Most drivers know that the most risky times of day for hitting wild animals are dawn and dusk although many do not know about fall and early winter being particularly bad.
But here’s the shocker: Research shows that there may be as many as 1.5 million deer-strike collisions in the lower 48 states each year, the majority of which are not reported to law enforcement, environmental departments or insurance providers.
According to the Insurance Institute for Highway Safety (IIHS), the average cost for repairs to vehicles that hit deer is around $3,000.
Their figures show that the worst state in the country for deer-strike collisions is West Virginia, but the three most risky counties in the USA are all in Pennsylvania. Go figure!
According to Advanced Drivers of North America [ADoNA] the following precautions are very important:
- Watch for the deer warning signs. The more signs there are on any section of road, the more animal collisions there have been. (Those signs are surprisingly expensive so additional ones are only erected when there is good cause.)

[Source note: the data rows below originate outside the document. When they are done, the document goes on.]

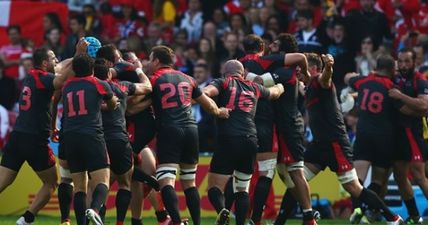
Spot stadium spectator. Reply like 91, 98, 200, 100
294, 9, 325, 54
0, 25, 30, 110
153, 0, 178, 25
115, 2, 145, 42
82, 4, 102, 35
62, 15, 87, 59
43, 12, 64, 43
43, 28, 64, 60
218, 32, 245, 66
179, 0, 203, 44
355, 36, 377, 76
212, 8, 230, 37
345, 0, 392, 54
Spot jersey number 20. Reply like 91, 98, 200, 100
160, 82, 192, 109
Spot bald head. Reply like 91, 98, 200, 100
223, 60, 245, 77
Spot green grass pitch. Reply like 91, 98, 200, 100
0, 216, 393, 224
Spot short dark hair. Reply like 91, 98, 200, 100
296, 9, 313, 20
305, 53, 322, 72
7, 25, 21, 34
194, 63, 208, 71
277, 33, 299, 53
151, 45, 174, 66
94, 58, 109, 80
97, 44, 117, 63
376, 54, 395, 72
33, 48, 49, 68
70, 15, 86, 27
398, 48, 417, 62
72, 54, 94, 77
243, 34, 264, 54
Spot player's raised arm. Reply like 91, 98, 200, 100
318, 54, 334, 89
390, 88, 428, 113
284, 53, 310, 82
134, 68, 152, 95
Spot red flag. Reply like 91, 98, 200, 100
0, 1, 68, 47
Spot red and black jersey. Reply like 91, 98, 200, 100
349, 73, 398, 134
210, 76, 271, 137
239, 53, 285, 122
14, 69, 55, 139
395, 72, 428, 129
114, 61, 140, 83
150, 67, 202, 128
62, 76, 113, 135
102, 80, 136, 141
271, 66, 303, 130
305, 75, 348, 141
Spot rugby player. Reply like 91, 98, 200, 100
147, 45, 230, 225
204, 59, 284, 225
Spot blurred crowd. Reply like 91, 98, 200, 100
1, 0, 428, 151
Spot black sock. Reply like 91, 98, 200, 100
251, 176, 272, 222
274, 189, 297, 225
208, 187, 225, 213
368, 182, 382, 195
404, 198, 420, 218
358, 188, 395, 221
74, 192, 87, 225
98, 204, 106, 222
303, 210, 315, 221
234, 192, 250, 225
161, 185, 181, 223
155, 210, 168, 222
22, 210, 35, 223
58, 183, 73, 222
90, 184, 109, 212
184, 187, 200, 225
116, 189, 132, 223
131, 218, 143, 225
224, 178, 234, 210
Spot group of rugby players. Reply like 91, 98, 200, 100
0, 30, 427, 225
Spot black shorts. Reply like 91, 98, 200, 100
256, 119, 276, 153
64, 132, 109, 173
106, 139, 133, 175
0, 131, 55, 172
156, 126, 199, 165
394, 127, 427, 162
277, 126, 305, 165
354, 131, 394, 168
126, 114, 156, 153
305, 139, 354, 173
58, 134, 66, 160
210, 136, 258, 175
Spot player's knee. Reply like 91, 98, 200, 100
233, 170, 252, 193
338, 169, 358, 185
180, 167, 197, 181
60, 166, 72, 179
156, 166, 177, 181
258, 158, 277, 179
283, 171, 295, 188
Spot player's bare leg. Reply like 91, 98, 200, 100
409, 161, 428, 197
354, 160, 371, 182
157, 163, 182, 224
85, 168, 110, 225
251, 152, 277, 225
28, 165, 58, 215
180, 163, 200, 225
394, 161, 422, 223
130, 178, 144, 225
288, 163, 315, 224
0, 165, 17, 193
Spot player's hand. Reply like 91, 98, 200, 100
50, 128, 59, 143
75, 38, 89, 56
218, 107, 231, 119
112, 96, 120, 109
276, 83, 285, 94
389, 88, 403, 99
322, 54, 334, 68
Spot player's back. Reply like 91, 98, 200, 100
150, 68, 199, 128
14, 69, 55, 139
102, 81, 135, 140
62, 76, 111, 136
211, 76, 270, 137
305, 75, 347, 141
349, 73, 397, 134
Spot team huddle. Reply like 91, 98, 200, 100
0, 32, 427, 225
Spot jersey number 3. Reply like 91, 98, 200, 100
20, 86, 32, 111
361, 89, 383, 113
67, 90, 88, 117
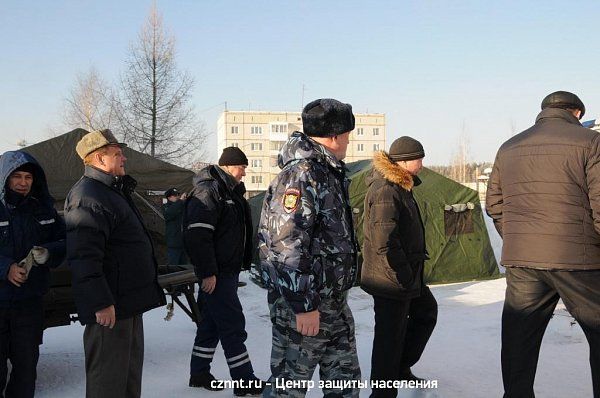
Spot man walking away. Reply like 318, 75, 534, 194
487, 91, 600, 398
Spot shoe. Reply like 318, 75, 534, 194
398, 368, 425, 382
233, 376, 264, 396
189, 372, 224, 391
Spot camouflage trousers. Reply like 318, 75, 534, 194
263, 291, 361, 398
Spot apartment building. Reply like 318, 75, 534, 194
217, 110, 386, 194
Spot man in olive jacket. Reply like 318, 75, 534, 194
487, 91, 600, 398
361, 137, 437, 398
65, 130, 166, 398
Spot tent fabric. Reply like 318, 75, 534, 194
18, 128, 196, 264
22, 129, 195, 203
249, 161, 499, 285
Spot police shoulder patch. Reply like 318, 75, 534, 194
283, 188, 301, 213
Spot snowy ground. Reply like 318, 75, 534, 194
35, 213, 594, 397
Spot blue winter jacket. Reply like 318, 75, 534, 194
0, 151, 66, 304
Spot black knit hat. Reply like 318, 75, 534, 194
218, 147, 248, 166
164, 188, 180, 198
301, 98, 355, 137
541, 91, 585, 118
389, 136, 425, 161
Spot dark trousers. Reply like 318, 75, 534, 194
84, 314, 144, 398
502, 267, 600, 398
0, 298, 43, 398
370, 286, 438, 398
190, 274, 254, 380
167, 248, 187, 265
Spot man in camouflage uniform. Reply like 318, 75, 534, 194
258, 98, 360, 398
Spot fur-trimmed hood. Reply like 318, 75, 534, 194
368, 150, 420, 191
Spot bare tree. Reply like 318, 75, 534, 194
117, 5, 206, 164
63, 67, 116, 131
450, 122, 470, 183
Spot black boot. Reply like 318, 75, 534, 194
233, 376, 264, 396
189, 371, 224, 390
398, 368, 425, 382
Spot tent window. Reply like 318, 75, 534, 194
444, 207, 474, 236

- The best way to reduce the risk of hitting deer is simply to back off the speed for a suitable distance when you see the signs, particularly through the night, from dusk to dawn. Every few miles per hour you shave off will dramatically increase the chances of you being able to stop before hitting a deer that runs out in front of you.
- If a deer does run into the road, the consensus opinion from safe-driving experts is do not swerve! Many more people are killed or injured as a result of swerving than from actually hitting a deer, because the chances of a rollover, or of hitting a tree or even an oncoming vehicle increase dramatically. With a deer or smaller animal, the safest thing to do is brake hard but stay on your own side of the road, even if that means hitting the deer.
- For larger animals, however, such as elk or particularly moose, the situation is much more dangerous inside a vehicle and you need to do whatever you can to avoid hitting the animal.
Nobody wants to hit a deer but remember that reducing your speed in relevant areas can significantly reduce the risk, and that if worst comes to worst it’s better to hit a deer than to maim or kill a person, whether that is yourself or someone else.